# How do I breed clams?



## Fortuna Wolf (Feb 3, 2007)

I'm looking for a clam that is easy to breed and won't parasitize fish, but I can't find any info on google on clam breeding. 
Any clues?


----------



## crataegus (Nov 16, 2006)

Corbicula (aka golden clams, asiatic clams) are kept by some people, but you would need to check with your department of natural resources to find out if they're illegal in your area before keeping them. Corbicula are aquatic invaders in many parts of the world. As far as I know, their larvae do not parasitize fish, but maybe we have a malacologist who could give better information. I do not know how easy they are to breed in an aquarium.

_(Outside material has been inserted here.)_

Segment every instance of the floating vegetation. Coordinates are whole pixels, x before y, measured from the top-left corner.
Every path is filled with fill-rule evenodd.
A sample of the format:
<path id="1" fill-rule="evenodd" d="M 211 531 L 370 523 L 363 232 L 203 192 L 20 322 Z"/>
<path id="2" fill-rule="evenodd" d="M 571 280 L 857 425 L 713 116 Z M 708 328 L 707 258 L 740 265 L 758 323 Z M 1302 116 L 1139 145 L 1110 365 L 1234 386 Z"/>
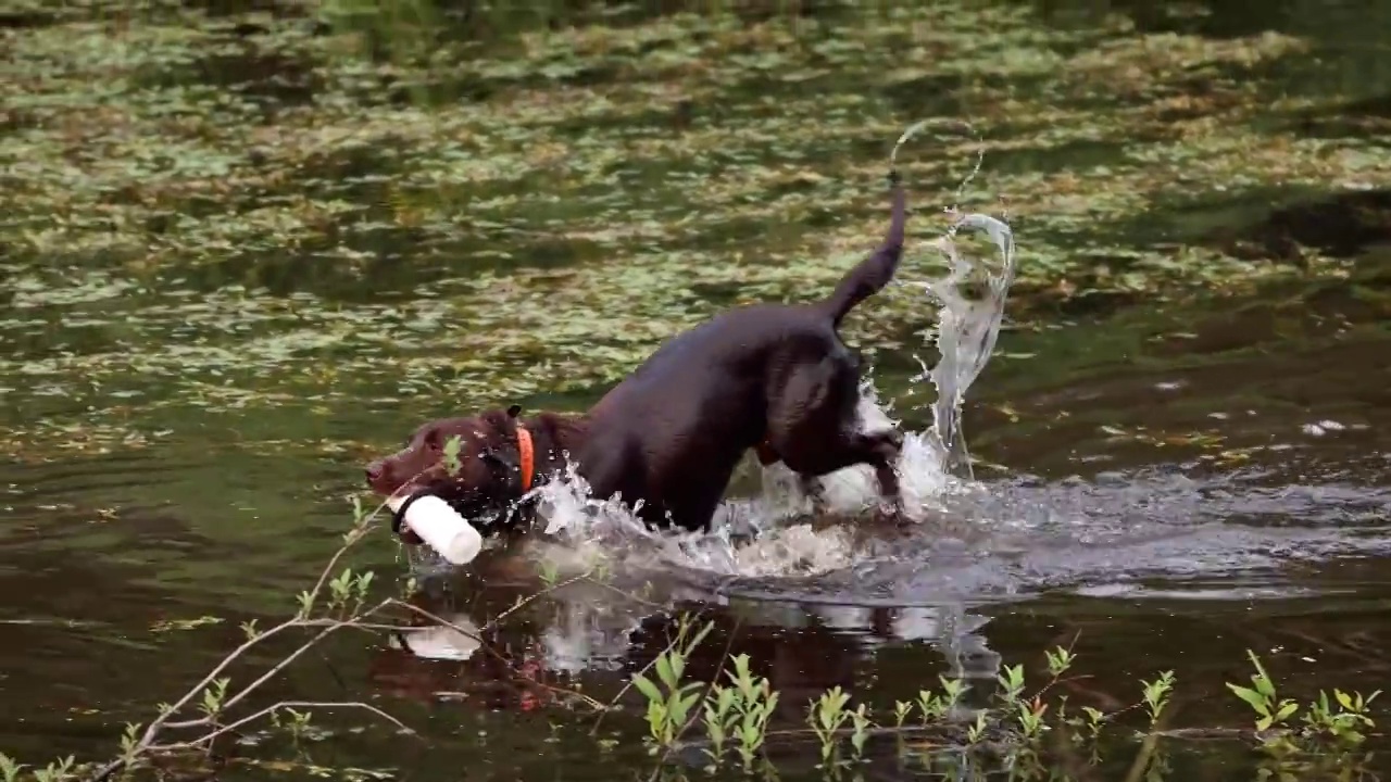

Uniodae (freshwater mussels sometimes called clams) do release their young as parasitic glochidia, but I believe that each species' glochidia parasitize different species of fish. Between pollution and these exacting needs for reproduction, many Uniodae are endangered. Some US states have laws forbidding collection or ownership of any Uniodae. These would also be very difficult to breed in an aquarium. There is a Southeast Asian Uniodae available for sale from some dealers in the US and European countries. I don't know if that species requires specific hosts for glochidia, but those glochidia would parasitize fish.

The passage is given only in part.